Just as the weather was finally breaking and Greek sunshine starting to show the promise of spring, I suffered a pretty catastrophic fall down a slippery staircase. Sadly, I was sober, or it might not have been so bad. I was trying to muscle a space heater from the second floor to the first and away I went. I already have a knee that is pretty much made up of loose gravel and twigs - ligaments and tendons long having been destroyed in an old basketball injury. But this time, I damaged it in a truly spectacular, if not technicolour, fashion. I cried like a baby, as nothing hurts worse than a joint injury.

My splendid friends here immediately showed up to nurse and soothe me. I was plied with drugs, hot water bottles, food, love and attention. I slept on the couch in my clothes for a few days as I really couldn't walk. In a few days I was able to hobble a bit with a cane. I resigned myself to a few weeks of being house bound recuperating.

Then came the salmonella poisoning.

Generally, I am one of those annoying smug people that never gets stomach upsets. I used to joke that I could lick the water out of a mud puddle in Mexico City and not get sick. Hardy har har. Not so funny now. No, the real comedic value here is the vision of me racing to the loo hopping on one leg, sort of like an animated corkscrew. Howling in pain all the while for complete dramatic effect. Let's just say that Mr. Dictionary deserted me in favour of a few choicer words I learned from my sailor pals.

One thing about constant pain - it is exhausting. Another thing about gastric nastiness - it also wears you out. While I am thrilled to have lost about 10 pounds, I am utterly exhausted. The superduper antibiotics I eventually took to slay the salmonella beast also wiped out all the other good bugs in my gut. Bring on the yeast infection in my mouth and eyes. I am not making that part up. Fortunately, that's an easy one to fix in the land of real yogurt. A few bowlfuls of good Greek yogurt fixed the balance - infection gone.

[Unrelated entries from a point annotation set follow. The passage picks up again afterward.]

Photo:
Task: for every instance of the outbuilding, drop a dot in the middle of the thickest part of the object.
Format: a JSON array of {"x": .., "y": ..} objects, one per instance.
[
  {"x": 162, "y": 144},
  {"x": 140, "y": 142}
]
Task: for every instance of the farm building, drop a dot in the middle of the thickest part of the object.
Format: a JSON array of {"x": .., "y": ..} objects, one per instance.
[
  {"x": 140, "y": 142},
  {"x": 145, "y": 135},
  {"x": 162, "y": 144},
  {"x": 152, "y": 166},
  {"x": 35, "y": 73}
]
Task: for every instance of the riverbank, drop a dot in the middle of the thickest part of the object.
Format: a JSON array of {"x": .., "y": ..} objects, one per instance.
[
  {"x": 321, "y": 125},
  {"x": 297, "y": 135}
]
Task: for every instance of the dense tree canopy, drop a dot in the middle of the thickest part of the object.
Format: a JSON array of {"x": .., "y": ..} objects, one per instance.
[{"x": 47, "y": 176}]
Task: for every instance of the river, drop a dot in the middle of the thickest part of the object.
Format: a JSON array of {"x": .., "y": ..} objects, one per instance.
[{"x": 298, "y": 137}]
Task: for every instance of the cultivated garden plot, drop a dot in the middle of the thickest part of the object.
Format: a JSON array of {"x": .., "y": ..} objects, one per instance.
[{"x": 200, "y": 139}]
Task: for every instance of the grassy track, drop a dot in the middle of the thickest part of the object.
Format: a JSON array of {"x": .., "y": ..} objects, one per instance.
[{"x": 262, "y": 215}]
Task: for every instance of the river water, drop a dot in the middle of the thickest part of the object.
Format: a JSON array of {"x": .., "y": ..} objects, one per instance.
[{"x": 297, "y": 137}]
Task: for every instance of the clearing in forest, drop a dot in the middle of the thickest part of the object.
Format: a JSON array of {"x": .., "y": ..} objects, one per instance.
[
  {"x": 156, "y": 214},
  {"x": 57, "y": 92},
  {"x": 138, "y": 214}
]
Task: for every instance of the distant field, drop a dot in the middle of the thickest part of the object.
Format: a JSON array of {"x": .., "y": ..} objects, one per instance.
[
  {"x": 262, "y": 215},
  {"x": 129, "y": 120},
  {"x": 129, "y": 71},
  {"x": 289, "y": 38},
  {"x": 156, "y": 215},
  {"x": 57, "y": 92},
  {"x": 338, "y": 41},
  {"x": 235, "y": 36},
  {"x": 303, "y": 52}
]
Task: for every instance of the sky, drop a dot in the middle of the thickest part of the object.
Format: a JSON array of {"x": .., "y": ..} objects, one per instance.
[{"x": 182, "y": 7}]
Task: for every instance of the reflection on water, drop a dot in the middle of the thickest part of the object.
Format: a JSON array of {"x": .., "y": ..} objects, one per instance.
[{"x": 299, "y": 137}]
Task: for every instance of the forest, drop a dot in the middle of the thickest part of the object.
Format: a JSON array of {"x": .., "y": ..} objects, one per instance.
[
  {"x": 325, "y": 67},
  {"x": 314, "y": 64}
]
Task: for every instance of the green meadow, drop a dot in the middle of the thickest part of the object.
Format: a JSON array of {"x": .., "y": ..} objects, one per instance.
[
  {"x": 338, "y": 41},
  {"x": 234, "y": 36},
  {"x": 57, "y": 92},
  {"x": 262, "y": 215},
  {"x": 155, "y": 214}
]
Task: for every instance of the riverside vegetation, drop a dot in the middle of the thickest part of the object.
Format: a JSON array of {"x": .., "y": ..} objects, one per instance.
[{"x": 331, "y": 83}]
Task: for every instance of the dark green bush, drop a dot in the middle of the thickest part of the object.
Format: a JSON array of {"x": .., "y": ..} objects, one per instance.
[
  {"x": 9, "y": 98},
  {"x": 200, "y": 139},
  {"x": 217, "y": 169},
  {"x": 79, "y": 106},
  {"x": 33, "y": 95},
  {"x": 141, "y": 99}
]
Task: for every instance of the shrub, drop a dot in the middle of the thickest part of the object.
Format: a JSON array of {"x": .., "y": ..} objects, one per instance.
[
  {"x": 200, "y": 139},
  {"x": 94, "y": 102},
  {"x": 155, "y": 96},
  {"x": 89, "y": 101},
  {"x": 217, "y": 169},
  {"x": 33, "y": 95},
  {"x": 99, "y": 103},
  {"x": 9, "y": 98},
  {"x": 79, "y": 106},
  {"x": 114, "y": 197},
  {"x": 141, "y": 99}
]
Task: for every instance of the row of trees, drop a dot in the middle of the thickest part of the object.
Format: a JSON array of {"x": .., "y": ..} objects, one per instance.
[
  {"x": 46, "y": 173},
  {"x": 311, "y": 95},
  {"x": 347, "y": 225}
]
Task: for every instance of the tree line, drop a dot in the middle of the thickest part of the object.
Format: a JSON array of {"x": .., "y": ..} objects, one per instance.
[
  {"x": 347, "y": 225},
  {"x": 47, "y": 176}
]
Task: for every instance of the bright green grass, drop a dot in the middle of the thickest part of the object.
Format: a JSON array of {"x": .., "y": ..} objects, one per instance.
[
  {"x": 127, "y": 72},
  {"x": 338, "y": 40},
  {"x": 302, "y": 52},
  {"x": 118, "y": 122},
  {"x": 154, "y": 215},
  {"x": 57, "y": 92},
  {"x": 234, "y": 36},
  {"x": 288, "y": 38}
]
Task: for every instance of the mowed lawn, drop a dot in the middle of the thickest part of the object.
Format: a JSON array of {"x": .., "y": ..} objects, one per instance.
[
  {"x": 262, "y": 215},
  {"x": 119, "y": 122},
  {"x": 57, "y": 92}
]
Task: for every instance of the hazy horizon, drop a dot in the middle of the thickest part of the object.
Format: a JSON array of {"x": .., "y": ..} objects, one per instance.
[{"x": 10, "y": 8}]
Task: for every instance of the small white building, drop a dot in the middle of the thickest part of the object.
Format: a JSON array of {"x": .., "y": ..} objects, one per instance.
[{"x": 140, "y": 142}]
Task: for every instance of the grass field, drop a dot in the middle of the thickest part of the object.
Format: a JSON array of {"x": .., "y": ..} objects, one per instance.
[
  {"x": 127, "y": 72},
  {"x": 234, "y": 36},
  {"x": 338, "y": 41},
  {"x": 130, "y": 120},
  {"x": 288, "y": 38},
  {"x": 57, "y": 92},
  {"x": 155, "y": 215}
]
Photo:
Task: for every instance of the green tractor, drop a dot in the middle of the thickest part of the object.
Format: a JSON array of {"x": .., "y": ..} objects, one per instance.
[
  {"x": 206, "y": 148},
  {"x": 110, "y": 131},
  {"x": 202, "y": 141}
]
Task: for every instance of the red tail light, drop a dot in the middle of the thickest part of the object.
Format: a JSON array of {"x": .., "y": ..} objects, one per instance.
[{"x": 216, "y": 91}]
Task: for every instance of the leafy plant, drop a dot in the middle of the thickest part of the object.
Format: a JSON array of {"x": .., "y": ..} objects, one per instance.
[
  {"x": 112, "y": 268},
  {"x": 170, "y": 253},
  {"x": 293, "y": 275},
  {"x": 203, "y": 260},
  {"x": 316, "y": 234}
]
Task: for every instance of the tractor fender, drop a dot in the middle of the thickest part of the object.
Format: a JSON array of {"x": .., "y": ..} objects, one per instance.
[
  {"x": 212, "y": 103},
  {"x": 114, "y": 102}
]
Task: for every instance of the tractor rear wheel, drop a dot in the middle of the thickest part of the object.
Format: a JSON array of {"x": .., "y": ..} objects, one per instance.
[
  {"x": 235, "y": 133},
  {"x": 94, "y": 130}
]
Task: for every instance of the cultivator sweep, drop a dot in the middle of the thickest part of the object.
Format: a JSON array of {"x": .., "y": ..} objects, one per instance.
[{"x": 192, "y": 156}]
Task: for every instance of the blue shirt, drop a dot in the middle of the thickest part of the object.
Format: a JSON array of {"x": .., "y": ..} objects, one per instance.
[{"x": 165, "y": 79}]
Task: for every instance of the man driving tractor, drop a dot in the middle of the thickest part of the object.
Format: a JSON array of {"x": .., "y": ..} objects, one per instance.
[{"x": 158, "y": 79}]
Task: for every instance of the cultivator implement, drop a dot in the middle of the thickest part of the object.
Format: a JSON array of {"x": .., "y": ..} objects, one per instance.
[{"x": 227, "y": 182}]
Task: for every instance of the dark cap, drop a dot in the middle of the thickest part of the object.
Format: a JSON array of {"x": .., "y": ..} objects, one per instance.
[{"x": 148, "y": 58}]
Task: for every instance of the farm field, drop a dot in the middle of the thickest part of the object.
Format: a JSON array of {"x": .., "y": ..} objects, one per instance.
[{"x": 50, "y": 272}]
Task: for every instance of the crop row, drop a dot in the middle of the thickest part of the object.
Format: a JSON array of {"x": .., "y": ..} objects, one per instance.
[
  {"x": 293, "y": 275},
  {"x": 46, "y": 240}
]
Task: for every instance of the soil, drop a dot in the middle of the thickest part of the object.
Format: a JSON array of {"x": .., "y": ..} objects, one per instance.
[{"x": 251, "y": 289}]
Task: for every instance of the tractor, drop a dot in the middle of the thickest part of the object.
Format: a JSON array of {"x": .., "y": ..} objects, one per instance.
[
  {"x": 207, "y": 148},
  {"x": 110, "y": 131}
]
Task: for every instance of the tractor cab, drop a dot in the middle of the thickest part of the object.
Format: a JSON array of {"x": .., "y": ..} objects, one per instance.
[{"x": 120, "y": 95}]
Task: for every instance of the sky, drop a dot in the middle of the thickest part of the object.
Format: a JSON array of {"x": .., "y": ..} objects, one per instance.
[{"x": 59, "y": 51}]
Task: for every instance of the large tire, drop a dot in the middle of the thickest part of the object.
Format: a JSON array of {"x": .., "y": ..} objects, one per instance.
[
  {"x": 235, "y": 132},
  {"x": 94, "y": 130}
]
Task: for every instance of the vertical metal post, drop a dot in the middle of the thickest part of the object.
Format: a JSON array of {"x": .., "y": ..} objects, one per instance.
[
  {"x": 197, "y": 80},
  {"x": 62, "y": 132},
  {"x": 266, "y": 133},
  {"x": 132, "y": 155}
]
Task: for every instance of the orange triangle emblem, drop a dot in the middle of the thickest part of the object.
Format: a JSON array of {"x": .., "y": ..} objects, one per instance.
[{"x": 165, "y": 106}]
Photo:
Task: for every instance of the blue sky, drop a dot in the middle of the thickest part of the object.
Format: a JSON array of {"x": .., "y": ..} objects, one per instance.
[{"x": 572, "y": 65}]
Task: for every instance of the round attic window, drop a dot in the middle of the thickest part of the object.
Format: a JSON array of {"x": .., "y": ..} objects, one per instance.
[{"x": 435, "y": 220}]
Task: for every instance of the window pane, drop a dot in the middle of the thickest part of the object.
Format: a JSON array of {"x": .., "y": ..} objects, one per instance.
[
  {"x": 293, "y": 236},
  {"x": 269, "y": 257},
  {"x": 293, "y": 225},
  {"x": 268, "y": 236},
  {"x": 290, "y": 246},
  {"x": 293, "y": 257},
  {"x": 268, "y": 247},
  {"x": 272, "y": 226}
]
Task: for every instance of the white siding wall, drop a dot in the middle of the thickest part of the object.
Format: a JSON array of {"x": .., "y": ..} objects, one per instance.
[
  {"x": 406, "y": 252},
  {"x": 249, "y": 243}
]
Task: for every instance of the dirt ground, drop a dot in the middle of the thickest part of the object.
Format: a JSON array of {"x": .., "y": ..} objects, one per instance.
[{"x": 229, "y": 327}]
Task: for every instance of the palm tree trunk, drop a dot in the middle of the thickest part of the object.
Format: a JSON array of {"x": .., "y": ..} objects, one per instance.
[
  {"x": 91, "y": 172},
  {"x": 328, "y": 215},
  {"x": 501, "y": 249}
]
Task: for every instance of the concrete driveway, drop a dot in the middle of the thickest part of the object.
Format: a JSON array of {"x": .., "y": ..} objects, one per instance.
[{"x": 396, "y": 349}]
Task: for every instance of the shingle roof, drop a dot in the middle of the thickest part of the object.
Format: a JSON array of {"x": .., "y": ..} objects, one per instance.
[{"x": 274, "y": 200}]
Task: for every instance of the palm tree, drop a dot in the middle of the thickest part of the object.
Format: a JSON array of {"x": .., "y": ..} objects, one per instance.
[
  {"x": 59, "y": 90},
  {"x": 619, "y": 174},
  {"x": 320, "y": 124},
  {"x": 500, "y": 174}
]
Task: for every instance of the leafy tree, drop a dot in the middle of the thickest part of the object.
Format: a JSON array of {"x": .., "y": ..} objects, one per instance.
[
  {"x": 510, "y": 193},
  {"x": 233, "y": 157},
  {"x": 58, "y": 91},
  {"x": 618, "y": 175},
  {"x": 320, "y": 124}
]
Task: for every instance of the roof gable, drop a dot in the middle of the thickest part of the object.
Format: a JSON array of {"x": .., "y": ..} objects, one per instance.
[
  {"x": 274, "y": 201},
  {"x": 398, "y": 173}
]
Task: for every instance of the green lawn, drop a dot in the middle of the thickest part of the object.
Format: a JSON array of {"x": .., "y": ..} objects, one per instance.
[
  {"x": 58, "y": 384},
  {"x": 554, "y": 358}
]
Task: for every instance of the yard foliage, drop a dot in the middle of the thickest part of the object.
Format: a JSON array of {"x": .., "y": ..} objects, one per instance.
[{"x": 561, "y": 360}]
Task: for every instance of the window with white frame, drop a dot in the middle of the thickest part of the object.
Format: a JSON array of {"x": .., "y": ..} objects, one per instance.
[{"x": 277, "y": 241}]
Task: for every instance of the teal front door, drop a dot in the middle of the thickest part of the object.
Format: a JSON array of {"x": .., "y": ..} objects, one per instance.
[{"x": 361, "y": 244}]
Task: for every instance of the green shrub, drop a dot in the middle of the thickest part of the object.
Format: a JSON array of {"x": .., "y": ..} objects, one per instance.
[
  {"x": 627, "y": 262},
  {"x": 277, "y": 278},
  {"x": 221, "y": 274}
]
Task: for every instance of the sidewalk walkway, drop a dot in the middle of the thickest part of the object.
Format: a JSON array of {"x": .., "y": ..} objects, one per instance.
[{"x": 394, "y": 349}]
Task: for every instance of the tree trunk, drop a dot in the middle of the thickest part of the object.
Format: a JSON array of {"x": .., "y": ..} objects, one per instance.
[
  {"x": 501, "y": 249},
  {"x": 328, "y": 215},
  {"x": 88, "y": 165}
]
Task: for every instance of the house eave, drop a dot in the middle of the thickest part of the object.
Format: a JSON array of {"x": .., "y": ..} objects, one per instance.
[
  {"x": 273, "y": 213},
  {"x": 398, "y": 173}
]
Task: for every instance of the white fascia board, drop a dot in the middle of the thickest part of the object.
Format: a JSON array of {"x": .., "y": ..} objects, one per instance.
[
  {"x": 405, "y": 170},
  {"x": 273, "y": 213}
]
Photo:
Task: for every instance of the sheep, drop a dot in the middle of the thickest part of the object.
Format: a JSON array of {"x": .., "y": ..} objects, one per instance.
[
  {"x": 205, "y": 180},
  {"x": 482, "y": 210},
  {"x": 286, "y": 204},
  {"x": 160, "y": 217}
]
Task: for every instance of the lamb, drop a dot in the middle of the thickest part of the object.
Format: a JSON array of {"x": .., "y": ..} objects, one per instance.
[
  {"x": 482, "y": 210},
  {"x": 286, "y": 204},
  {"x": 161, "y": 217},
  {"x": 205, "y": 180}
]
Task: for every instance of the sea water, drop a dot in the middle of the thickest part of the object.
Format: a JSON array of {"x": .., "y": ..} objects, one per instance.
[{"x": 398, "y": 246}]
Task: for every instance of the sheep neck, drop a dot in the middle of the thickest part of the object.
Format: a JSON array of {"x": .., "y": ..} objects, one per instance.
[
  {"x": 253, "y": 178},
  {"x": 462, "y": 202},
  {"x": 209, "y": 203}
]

It is now week two of my confinement. Cabin fever is setting in. I can't bend my knee enough even to get into my little rental car and bomb around the country side. And if I did, the thought of having to haul over and find a clump of bushes is enough to keep me housebound. I am mending slowly. But it is frustrating. Getting lots of reading and sleeping taken care of so I can tick that off my to-do list. The time I spend lying on my bed of pain contemplating the ceiling also allows me to stew over losing my job the day I flew out from Canada and allows me to seethe that my former boss and dear friend is screwing me out of my back pay. What? Me, worry? Yes, this truly has been an epic adventure. I'd quote Queen Elizabeth and her "annus horribilus" line, but the obviousness of the pun potential is just too great.

But, listen: can I just say thank you to my wonderful friends here? They check in on me several times a day, bring me homemade soup and stolen fruit, meds, mags, laughter and buckets of love. I am overwhelmed.

I commented that I wouldn't get this kind of love and attention at home - my very wise cousin Harriet said, "maybe you ARE home."